Is the key a member of the map? See also notMember .

notMember :: Ord k => k -> IntervalMap k a -> Bool Source #

Is the key not a member of the map? See also member .

lookup :: Ord k => k -> IntervalMap k a -> Maybe a Source #

Lookup the value at a key in the map.

The function will return the corresponding value as ( Just value) , or Nothing if the key isn't in the map.

findWithDefault :: Ord k => a -> k -> IntervalMap k a -> a Source #

The expression ( findWithDefault def k map) returns the value at key k or returns default value def when the key is not in the map.

span :: Ord k => IntervalMap k a -> Interval k Source #

convex hull of key intervals.

Construction

whole :: Ord k => a -> IntervalMap k a Source #

The map that maps whole range of k to a.

empty :: Ord k => IntervalMap k a Source #

The empty map.

singleton :: Ord k => Interval k -> a -> IntervalMap k a Source #

A map with a single interval.

Insertion

insert :: Ord k => Interval k -> a -> IntervalMap k a -> IntervalMap k a Source #

insert a new key and value in the map. If the key is already present in the map, the associated value is replaced with the supplied value.

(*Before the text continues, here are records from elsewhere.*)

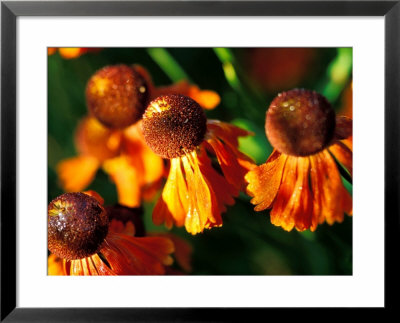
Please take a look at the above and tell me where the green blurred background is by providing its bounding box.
[48,48,352,275]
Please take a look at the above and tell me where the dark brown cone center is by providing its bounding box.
[86,65,150,129]
[265,89,335,156]
[47,193,109,260]
[142,95,207,158]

insertWith :: Ord k => (a -> a -> a) -> Interval k -> a -> IntervalMap k a -> IntervalMap k a Source #

Insert with a function, combining new value and old value. insertWith f key value mp will insert the pair (interval, value) into mp . If the interval overlaps with existing entries, the value for the entry is replace with (f new_value old_value) .

Delete/Update

delete :: Ord k => Interval k -> IntervalMap k a -> IntervalMap k a Source #

Delete an interval and its value from the map. When the interval does not overlap with the map, the original map is returned.

adjust :: Ord k => (a -> a) -> Interval k -> IntervalMap k a -> IntervalMap k a Source #

Update a value at a specific interval with the result of the provided function. When the interval does not overlatp with the map, the original map is returned.

update :: Ord k => (a -> Maybe a) -> Interval k -> IntervalMap k a -> IntervalMap k a Source #

The expression ( update f i map ) updates the value x at i (if it is in the map). If ( f x ) is Nothing , the element is deleted. If it is ( Just y ), the key i is bound to the new value y .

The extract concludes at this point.